Here, then, are my picks for the best Tesla S3XY (and Cybertruck) alternatives you can buy.

Less Model S, more Lucid Air


Lucid-$20K-EV
Lucid Air sedans; via Lucid.

Developed by OG Tesla Model S engineers with tunes from Annie Get Your Gun playing continuously in their heads, the Lucid Air promises to be the car Tesla should and could have built, if only Elon had listened to the engineers.

With panel fit, material finish, and overall build quality that’s at least as good as anything else in the automotive space, the Lucid Air is a compelling alternative to the Model S at every price level – and I, for one, would take a “too f@#king fast” Lucid Air Sapphire over an “as seen on TV” Model S Plaid any day of the week. And, with Supercharger access reportedly coming later this quarter, Air buyers will have every advantage the Supercharger Network can provide.

HONORABLE MENTIONS

Less Model 3, more Hyundai IONIQ 6


Hyundai-free-charger-EVs-IONIQ-6
2025 Hyundai IONIQ 6 Limited; via Hyundai.

Hyundai has been absolutely killing it these days, with EVs driving record sales and new models earning rave reviews from the automotive press. Even in that company the IONIQ 6 stands out, with up to 338 miles of EPA-rated range and lickety-quick 350 kW charging available to make road tripping easy – especially now that the aerodynamically efficient IONIQ 6 has Supercharger access through a NACS adapter (the 2026 “facelift” models get a NACS port as standard).

The company’s sole electric sedan hasn’t seen the same sales success as IONIQ 5, of course – but that has more to do with America’s insatiable lust for crossovers and SUVs than any shortcoming inherent in the IONIQ 6 itself. All the same, Hyundai is helping dealers clear out its remaining 2024 and ’25 models with 0% financing for up to 48 months through June 2nd.

HONORABLE MENTIONS

Less Model X, more Volvo EX90


2025 Volvo EX90; via Volvo Cars.

Once upon a time, Mrs. Jo Borrás and I were shopping three-row SUVs and found ourselves genuinely drawn to the then-new Model X. Back then it was the only three-row EV on the market, but it wasn’t Elon’s antics or access to charging, or even the Model X’s premium pricing that squirreled the deal. It was the stupid doors.

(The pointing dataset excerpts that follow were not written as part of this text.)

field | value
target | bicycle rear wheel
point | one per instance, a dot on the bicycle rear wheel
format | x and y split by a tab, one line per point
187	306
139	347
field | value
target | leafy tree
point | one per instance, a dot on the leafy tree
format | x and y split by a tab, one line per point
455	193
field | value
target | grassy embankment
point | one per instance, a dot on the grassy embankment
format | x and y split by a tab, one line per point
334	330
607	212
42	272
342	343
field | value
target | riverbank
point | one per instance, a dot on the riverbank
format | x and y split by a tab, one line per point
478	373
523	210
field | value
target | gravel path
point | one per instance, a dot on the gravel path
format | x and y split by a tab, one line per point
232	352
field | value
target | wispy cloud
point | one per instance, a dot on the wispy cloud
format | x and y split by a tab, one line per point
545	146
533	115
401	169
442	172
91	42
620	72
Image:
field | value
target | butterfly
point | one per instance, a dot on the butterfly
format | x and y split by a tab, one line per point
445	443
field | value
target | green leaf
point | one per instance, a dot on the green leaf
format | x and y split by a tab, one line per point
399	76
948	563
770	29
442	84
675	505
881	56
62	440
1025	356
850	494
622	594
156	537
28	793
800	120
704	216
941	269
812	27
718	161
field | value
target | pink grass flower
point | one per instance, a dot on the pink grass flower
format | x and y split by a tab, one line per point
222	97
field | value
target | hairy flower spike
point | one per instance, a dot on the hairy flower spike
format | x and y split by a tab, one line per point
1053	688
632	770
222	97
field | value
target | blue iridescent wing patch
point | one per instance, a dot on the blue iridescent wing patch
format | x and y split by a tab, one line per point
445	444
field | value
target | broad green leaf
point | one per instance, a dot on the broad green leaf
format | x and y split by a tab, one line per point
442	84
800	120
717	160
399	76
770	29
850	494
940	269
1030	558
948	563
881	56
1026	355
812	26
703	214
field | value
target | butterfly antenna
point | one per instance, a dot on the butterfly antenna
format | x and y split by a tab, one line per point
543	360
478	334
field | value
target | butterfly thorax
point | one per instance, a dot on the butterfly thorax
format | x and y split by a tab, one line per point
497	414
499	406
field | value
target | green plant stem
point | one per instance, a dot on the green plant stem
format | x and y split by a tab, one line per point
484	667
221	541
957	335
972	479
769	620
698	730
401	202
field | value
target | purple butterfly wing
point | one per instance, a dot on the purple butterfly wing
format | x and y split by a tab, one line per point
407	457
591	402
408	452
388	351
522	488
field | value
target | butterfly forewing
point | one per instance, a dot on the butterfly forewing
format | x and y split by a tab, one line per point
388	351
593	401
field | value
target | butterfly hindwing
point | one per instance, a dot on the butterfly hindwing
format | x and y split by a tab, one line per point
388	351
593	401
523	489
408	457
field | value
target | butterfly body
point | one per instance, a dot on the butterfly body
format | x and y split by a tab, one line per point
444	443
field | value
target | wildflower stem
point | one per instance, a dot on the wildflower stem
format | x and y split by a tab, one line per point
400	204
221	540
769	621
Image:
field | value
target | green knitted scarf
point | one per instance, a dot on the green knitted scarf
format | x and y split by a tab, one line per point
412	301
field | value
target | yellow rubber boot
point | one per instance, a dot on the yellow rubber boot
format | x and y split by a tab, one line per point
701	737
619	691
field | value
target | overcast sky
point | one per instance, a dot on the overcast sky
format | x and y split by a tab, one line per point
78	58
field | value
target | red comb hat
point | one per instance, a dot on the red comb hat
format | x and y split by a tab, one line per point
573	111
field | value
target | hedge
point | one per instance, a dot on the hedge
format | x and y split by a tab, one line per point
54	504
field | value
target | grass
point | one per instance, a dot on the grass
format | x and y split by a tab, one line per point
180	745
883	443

We went with the similarly new Volvo XC90 T8 in denim blue, and followed up the big PHEV with a second, three years later, in Osmium Gray. When it’s time to replace this one, you can just about bet your house that the new 510 hp EX90 with 310 miles of all-electric range will be near the top of the shopping list.

HONORABLE MENTIONS

Less Model Y, more Kia EV6


Kia-EV6-GT-lease
2024 Kia EV6 GT; via Kia.

If half the fun of driving a Model Y is terrifying your passengers with its straight-line speed, then the Kia EV6 has to be a serious contender for a replacement.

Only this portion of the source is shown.